Untuk melengkapi laporan ujaran kebencian itu, Twitter mensyaratkan pelapor menyebutkan aksi kebencian itu apakah menyasar pelapor secara langsung, atau menyasar orang lain, atau kelompok lain. 

Twitter meminta melapor menyertakan URL cuitan yang dianggap menyampaikan ujaran kebencian pada kolom, serta tersedia deskripsi problem yang dihadapi atas dugaan konten ujaran kebencian tersebut. Sebagai pamungkas laporan, pelapor wajib menyertakan alamat email, akun Twitter serta tanda tangan digital pelapor dengan mengetikkan nama lengkap sang pelapor.

Bertahun-tahun lalu

Dalam menangkal konten ujaran kebencian, sejatinya Twitter sudah melangkah lebih jauh. Pada 2016, Twitter memilih memblokir notifikasi cuitan yang mengandung kata spesifik seputar kebencian.

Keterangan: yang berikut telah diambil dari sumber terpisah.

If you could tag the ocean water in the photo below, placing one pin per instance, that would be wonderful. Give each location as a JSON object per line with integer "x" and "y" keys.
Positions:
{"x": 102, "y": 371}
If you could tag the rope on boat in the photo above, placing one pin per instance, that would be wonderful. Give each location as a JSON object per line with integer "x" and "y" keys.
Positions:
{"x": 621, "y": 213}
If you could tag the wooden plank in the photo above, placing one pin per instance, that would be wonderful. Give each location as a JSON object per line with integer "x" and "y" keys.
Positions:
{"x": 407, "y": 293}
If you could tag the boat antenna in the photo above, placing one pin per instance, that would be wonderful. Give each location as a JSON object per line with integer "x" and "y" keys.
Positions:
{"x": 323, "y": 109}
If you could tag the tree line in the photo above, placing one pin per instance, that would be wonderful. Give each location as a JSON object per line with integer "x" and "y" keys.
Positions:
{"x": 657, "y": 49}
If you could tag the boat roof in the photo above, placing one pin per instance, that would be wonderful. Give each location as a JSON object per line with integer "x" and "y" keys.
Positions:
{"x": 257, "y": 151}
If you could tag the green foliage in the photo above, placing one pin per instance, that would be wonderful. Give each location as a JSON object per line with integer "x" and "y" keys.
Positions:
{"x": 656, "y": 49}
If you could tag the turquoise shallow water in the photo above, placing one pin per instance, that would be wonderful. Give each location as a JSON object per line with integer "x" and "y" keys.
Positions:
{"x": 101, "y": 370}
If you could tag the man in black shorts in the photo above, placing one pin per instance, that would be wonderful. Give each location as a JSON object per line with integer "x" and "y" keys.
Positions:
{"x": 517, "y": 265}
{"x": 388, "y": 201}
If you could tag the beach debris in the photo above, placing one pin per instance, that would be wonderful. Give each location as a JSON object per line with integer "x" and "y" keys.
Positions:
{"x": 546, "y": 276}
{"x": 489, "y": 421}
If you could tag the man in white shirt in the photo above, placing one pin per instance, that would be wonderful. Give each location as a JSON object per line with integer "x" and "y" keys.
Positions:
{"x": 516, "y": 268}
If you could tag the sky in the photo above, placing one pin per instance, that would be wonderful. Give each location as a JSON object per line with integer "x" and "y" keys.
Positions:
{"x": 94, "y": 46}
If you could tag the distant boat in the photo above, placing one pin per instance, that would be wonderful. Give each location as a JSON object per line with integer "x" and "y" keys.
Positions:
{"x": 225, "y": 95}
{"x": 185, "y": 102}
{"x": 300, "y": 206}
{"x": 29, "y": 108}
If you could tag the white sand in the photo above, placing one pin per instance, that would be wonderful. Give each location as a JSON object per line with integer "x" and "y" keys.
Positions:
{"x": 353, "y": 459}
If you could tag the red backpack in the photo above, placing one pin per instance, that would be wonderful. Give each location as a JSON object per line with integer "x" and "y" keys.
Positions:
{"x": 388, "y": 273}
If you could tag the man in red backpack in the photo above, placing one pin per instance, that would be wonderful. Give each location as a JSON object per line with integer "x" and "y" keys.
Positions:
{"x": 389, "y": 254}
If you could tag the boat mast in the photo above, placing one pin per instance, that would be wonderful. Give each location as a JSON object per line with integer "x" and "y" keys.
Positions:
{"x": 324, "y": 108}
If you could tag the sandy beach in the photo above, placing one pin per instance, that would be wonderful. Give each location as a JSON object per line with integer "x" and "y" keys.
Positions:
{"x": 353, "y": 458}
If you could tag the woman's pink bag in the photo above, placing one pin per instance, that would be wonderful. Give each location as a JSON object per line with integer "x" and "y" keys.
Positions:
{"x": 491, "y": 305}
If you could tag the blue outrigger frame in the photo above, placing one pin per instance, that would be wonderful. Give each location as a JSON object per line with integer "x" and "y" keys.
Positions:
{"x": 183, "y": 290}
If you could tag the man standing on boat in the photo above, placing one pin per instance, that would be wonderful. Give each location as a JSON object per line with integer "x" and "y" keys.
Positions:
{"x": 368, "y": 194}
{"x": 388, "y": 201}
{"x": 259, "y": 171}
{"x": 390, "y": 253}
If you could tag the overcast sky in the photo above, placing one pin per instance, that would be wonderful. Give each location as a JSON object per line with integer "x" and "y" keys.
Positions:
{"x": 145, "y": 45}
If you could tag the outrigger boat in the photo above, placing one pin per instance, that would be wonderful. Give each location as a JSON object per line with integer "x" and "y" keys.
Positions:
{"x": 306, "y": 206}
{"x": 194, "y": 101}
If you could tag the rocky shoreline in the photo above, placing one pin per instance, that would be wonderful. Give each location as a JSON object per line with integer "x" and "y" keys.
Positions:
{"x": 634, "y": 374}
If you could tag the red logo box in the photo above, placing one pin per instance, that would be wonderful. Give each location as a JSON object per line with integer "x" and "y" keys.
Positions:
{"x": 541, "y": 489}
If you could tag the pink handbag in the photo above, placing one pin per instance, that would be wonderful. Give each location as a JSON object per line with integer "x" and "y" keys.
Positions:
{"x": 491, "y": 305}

Fitur pembasmi itu bernama ‘mute’. Fitur ini sejatinya telah hadir sejak lama, tetapi tiga tahun lalu Twitter memutuskan memperluas fungsinya, seiring makin meluapnya konten ujaran kebencian. 

Twitter mengatakan, dengan 'mute', pengguna bisa menonaktifkan kata kunci, frasa sampai seluruh percakapan yang mempromosikan kebencian. 

Sedangkan kala itu, platform digital lainnya seperti Google dan Facebook, memilih sistem yang memfilter dan menandai situs atau akun pendistribusi konten kebencian. Jika Google punya algoritma maka Facebook memanfaatkan kecerdasan buatan untuk penyaringan kontan ujaran kebencian.  

Twitter punya gebrakan baru dalam memburu akun penyebar kebencian. Pada Oktober tahun lalu, Twitter menjalankan proyek dashboard bernama Exploring Online Hate. Tool ini merupakan kolaborasi antara Twitter dengan New America Foundation and Anti Defamation League. 

Pada tahun lalu, proyek ini masih berupa percobaan dan dalam pengujian pada sampel 1000 akun Twitter, sistem ini menemukan 40 akun yang menunjukkan perilaku ujaran kebencian. 

Guyub dan silaturahmi

Ketua Masyarakat Anti Fitnah Indonesia, Septiadji Eko Nugroho mengapresiasi langkah Twitter dalam memburu konten ujaran kebencian tersebut. Menurutnya langkah pembaruan aturan perilaku kebencian di Twitter bisa mendorong dunia media sosial makin damai dan adem.

"Kebencian dengan menyerang latar belakang agama, terbukti mampu membuka jalan bagi kekerasan, seperti yang terjadi di banyak tempat, seperti pembunuhan jemaah masjid di Christchurch, Selandia Baru," ujarnya.

Dalam konteks ujaran kebencian di Indonesia, Septiadji menegaskan, konten tersebut tidak mendapatkan pembenaran dari sisi apa pun. Sebab ujaran kebencian bertentangan dengan nilai yang dianut oleh bangsa Indonesia. 

"Dan kalau bicara konteks Indonesia, tentu konten ujaran kebencian untuk menyerang pemeluk agama tertentu bertentangan dengan berbagai norma yang berlaku, baik hukum dan agama," katanya.

Menurutnya solusi pemblokiran yang dilakukan Twitter merupakan langkah yang penting. Namun itu merupakan tindakan temporer saja, bukan solusi permanen. 

Septiadji menilai ujaran kebencian akar masalahnya adalah ketidakrukunan di antara masyarakat, dan di era digital, polarisasi akibat isu politik semakin memperparah ketidakrukunan itu. "Solusi ideal adalah membangun kembali nilai keguyuban, rekonsiliasi, silaturahmi," ujarnya. 

Terkait dengan manuver seseorang penebar ujaran kebencian yang mengarah kepada kekerasan, maka solusinya adalah penegakan hukum. Namun, menurutnya, harus dipastikan aktornya adalah aktor intelektual. 

"Sedangkan masyarakat yang mungkin Karena ikut-ikutan, tentu solusi persuasif, atau pun hukuman sosial yang dikedepankan," kata dia.